Re: [MarkLogic Dev General] Exact match in search:search implementation

Erik Hennum Wed, 14 Jan 2015 05:25:45 -0800

Hi, Shruti:

MarkLogic calculates facets over indexes.  To calculate facets over the 
filtered result set, the query would have to read every document in the result 
set on every query, which would scale poorly.


The best approach is to tune the indexes so an unfiltered search closely 
approximates the desired result set and, if necessary, use filtering to weed 
out a few exception cases.

If the result set is very small, you could extract the XML elements or JSON 
properties for the facets and do the facet counts in your own code.  For most 
adopters, however, the result set is much too large for that to be a 
possibility.


Erik Hennum

________________________________
From: general-boun...@developer.marklogic.com 
[general-boun...@developer.marklogic.com] on behalf of shruti kapoor 
[shrutikapoor....@gmail.com]
Sent: Tuesday, January 13, 2015 10:04 PM
To: MarkLogic Developer Discussion
Subject: Re: [MarkLogic Dev General] Exact match in search:search implementation

Hi Erik,

I am calculating the total number of results by counting the search:results. 
For the search facets - the count attribute for each search:facet-value is 
used, which is not in sync with the search-results count.
What could I do create facets of only the filtered search results.


Thanks
Shruti Kapoor

On Tue, Jan 13, 2015 at 8:44 PM, Erik Hennum 
<erik.hen...@marklogic.com<mailto:erik.hen...@marklogic.com>> wrote:
Hi, Shruti:

In general, the total is an estimate based on the indexes which will be exactly 
accurate only if the indexes are turned so the search can run unfiltered. [1]

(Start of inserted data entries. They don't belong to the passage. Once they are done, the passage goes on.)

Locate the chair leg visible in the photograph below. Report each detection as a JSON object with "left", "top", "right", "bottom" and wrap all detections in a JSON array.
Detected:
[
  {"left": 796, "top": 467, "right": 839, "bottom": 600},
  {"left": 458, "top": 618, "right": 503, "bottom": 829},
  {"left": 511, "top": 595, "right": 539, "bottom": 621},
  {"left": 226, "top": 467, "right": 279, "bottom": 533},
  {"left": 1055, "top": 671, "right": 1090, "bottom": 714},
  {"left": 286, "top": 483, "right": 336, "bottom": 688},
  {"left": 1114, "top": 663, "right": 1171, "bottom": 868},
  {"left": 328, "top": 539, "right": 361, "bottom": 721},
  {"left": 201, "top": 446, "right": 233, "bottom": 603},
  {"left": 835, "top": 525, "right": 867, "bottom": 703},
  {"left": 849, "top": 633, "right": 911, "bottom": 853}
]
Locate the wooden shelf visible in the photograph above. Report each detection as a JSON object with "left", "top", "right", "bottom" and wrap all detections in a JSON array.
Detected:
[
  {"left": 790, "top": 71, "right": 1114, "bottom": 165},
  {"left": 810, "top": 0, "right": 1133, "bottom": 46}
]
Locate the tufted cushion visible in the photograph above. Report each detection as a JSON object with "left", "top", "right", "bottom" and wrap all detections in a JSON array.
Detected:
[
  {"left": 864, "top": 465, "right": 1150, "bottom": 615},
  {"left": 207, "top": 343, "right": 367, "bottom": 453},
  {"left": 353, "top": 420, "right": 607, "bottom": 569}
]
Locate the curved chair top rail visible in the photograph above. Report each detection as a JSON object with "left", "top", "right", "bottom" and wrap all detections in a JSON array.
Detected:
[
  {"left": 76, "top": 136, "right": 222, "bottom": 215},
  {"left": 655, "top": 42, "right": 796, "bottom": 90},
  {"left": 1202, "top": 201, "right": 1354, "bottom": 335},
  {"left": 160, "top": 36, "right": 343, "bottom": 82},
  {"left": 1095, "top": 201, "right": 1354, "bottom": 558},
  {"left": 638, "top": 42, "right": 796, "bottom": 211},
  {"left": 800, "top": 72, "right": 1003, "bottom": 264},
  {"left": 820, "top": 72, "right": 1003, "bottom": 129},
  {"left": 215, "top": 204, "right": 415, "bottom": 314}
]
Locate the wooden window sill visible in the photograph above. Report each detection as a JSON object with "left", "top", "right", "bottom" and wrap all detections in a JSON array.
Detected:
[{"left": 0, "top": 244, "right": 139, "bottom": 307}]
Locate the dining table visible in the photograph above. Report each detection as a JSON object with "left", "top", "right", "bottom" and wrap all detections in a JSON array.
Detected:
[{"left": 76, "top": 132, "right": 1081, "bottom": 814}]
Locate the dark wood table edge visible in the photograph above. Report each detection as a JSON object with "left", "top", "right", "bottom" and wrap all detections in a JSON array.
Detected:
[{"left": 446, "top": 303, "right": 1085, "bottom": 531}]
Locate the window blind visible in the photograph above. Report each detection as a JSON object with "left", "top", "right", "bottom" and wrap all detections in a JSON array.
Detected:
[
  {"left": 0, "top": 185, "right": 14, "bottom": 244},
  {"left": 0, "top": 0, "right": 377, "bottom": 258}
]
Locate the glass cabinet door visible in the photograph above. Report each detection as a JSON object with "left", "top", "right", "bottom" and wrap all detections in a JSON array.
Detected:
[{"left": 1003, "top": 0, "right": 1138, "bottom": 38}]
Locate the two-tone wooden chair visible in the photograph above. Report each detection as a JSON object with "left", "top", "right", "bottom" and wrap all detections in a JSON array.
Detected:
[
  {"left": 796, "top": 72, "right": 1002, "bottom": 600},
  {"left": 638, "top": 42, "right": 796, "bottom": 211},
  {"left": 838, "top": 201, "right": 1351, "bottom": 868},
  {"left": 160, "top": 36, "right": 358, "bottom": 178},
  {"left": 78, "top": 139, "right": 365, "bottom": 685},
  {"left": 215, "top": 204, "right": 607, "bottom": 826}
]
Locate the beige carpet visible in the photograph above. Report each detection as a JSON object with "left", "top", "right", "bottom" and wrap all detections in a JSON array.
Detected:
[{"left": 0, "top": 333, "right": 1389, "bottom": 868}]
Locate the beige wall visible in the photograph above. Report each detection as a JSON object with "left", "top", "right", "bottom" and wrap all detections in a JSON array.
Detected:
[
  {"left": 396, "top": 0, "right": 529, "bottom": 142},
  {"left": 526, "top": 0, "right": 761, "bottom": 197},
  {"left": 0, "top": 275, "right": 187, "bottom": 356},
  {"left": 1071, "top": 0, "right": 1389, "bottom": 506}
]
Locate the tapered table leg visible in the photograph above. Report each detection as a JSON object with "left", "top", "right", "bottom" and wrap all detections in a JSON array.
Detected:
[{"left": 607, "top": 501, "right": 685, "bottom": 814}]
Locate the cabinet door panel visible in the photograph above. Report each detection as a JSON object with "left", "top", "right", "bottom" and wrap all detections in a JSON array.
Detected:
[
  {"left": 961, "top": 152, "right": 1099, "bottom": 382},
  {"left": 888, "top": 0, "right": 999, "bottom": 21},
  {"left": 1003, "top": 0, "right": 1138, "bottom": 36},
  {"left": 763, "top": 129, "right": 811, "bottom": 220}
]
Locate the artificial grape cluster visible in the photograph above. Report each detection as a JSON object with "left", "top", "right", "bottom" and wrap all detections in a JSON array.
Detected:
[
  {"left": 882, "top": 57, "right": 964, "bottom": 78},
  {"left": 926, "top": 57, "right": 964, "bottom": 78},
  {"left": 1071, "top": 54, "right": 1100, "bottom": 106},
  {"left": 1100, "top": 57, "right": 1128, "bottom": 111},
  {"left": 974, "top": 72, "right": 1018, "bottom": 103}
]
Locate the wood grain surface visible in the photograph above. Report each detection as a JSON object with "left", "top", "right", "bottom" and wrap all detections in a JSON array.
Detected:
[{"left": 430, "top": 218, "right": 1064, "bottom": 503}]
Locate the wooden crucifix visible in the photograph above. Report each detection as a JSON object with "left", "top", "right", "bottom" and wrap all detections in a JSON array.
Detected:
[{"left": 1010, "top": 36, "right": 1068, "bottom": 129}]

To generate an accurate count for a filtered search, the Search API would have 
to retrieve and count every document, which would not scale.

Can you expand on how you're using the total?  You may be able to solve the 
problem in other ways. For instance, you can terminate paging on the first page 
with fewer than page-length results.


Erik Hennum

[1]  The exception is that, starting in 8.0, the Search API calculates the 
total on the last page based on the number of documents paged.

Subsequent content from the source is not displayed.